確かに、うちの部のメンバーなら夕食の時間ギリギリまで体育館に残っているだろう…。
でも…。
「でも、勝手に入って怒られないかな?それに…もし途中で誰か戻って来たら?」
何だか、今の蛍と2人っきりになるのが怖い。
話し合いなら外でも、出来るし…。
「ねぇ、さっきから煩いんだけど。誰か戻って来たら、見せつけてやればいいよ。
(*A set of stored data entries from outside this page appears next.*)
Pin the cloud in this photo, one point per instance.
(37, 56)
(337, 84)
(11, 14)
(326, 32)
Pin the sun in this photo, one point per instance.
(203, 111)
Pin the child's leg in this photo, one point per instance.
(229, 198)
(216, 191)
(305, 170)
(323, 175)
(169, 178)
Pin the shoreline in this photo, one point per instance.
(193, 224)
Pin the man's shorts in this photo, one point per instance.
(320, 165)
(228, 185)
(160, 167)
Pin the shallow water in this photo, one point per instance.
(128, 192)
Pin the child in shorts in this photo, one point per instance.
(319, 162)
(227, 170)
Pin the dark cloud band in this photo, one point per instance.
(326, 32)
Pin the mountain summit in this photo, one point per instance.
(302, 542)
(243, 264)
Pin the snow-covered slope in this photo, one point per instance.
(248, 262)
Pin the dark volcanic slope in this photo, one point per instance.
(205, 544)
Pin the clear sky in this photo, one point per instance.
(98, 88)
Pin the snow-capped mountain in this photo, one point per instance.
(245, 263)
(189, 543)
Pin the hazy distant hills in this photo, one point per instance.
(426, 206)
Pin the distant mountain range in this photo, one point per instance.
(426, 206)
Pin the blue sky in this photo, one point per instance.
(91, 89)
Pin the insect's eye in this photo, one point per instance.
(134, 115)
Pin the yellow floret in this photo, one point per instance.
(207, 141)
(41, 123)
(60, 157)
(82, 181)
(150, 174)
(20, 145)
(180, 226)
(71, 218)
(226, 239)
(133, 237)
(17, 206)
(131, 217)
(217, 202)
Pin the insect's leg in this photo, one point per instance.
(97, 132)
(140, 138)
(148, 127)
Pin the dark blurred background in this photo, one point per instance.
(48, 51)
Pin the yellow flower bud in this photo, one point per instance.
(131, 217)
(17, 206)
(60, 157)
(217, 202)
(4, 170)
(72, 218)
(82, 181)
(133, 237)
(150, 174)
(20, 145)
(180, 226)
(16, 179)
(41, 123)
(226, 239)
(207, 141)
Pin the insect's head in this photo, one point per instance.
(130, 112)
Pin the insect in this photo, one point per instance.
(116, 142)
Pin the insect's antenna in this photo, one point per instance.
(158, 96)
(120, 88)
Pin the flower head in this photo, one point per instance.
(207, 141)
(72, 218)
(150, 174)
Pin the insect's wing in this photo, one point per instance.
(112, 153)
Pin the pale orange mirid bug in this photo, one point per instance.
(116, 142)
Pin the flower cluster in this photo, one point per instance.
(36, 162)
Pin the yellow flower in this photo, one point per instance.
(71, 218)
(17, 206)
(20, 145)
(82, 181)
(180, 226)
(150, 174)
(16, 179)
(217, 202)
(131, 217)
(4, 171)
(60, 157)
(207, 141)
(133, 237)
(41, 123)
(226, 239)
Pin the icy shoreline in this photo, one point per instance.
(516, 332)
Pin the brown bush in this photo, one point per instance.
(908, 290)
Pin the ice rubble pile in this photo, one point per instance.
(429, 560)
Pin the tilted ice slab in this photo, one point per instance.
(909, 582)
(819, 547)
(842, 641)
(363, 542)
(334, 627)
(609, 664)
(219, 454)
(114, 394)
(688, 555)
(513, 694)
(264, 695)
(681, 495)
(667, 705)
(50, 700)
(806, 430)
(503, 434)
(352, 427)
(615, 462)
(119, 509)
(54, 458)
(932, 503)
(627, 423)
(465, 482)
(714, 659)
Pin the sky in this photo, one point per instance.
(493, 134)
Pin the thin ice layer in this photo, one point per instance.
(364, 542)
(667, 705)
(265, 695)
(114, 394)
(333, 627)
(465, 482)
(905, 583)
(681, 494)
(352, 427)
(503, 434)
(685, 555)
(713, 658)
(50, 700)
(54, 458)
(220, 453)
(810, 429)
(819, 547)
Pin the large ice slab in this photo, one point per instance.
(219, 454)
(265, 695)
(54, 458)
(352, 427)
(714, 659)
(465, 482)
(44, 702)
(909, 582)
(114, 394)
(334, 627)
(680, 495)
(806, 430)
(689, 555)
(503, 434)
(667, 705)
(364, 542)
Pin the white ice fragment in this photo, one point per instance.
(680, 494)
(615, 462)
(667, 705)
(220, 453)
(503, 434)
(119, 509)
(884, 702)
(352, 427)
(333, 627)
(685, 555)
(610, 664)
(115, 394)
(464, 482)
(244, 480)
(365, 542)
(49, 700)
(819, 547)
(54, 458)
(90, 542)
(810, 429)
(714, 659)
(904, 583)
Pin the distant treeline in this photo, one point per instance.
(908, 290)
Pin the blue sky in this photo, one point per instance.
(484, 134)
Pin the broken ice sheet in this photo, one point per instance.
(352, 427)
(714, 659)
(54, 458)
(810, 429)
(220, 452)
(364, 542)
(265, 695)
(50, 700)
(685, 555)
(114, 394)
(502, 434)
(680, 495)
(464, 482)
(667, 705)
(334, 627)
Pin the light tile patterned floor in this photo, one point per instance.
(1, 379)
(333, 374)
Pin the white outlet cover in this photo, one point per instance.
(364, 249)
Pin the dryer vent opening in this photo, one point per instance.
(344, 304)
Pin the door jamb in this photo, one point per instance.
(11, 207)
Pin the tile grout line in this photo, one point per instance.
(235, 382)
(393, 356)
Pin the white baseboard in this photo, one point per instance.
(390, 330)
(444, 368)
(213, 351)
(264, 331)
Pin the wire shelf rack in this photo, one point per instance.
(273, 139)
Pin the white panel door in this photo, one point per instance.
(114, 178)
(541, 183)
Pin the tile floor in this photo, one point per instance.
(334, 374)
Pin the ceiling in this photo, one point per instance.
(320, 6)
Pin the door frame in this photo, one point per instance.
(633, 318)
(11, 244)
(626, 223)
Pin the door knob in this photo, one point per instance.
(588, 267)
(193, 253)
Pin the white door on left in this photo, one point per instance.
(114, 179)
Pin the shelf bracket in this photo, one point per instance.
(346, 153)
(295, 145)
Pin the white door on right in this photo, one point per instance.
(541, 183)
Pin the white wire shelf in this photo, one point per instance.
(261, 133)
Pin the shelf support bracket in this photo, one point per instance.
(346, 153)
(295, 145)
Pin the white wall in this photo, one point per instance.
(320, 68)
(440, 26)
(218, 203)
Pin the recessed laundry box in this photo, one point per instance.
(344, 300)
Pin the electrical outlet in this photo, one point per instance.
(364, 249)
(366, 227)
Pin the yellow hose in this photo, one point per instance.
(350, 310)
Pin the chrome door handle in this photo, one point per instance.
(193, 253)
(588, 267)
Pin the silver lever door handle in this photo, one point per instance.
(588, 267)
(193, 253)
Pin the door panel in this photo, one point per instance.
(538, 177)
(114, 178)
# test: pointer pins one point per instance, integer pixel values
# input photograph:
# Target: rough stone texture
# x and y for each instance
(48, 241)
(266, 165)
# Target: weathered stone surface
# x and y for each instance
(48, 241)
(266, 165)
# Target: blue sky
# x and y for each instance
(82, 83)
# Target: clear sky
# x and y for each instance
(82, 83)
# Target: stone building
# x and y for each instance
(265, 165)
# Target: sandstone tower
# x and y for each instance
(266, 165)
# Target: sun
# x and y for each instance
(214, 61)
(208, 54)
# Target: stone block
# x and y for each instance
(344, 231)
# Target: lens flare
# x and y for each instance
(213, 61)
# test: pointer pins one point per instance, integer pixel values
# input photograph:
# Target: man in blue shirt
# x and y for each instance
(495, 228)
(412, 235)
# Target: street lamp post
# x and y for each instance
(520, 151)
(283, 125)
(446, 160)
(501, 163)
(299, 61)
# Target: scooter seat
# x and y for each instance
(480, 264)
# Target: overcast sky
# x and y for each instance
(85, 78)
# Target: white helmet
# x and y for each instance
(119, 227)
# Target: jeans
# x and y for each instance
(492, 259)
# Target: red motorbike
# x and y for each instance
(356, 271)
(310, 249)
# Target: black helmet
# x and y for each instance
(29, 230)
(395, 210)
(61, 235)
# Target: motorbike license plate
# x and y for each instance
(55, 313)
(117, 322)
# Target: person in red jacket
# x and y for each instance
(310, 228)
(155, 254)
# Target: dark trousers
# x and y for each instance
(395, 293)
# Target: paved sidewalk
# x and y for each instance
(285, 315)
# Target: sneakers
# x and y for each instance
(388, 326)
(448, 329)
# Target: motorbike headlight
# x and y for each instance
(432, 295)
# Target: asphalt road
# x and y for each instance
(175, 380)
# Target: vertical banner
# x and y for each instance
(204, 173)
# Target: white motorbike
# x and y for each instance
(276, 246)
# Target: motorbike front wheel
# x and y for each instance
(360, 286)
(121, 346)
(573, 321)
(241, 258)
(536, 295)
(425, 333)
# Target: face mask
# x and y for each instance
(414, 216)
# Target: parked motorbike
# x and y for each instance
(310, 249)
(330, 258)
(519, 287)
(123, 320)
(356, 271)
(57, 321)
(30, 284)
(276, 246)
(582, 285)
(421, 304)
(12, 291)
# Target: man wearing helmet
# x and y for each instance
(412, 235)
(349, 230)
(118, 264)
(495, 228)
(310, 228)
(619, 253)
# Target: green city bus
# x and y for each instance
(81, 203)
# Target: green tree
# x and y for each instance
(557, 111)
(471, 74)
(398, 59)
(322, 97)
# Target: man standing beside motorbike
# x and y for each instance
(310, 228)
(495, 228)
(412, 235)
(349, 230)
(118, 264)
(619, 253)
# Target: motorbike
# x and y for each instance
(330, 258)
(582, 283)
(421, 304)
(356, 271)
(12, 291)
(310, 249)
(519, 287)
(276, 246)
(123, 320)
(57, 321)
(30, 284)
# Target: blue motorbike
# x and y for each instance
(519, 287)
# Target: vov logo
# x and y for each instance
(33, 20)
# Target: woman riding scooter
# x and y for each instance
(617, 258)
それとも和奏は外でヤリたいの?他校生にも見られたいとか…?」
やっと、こちらを振り返る蛍の顔に絶望を感じる。
蛍は私と話し合う気なんて無いんだ。
「ちが…。そういう意味じゃない!私は蛍とちゃんと話し合いたくて。」
聞いて欲しい事がある。
蛍が好きだって事。
他の人に揺らぐ事なんてないって事。
そして…少し不安だと思っている事。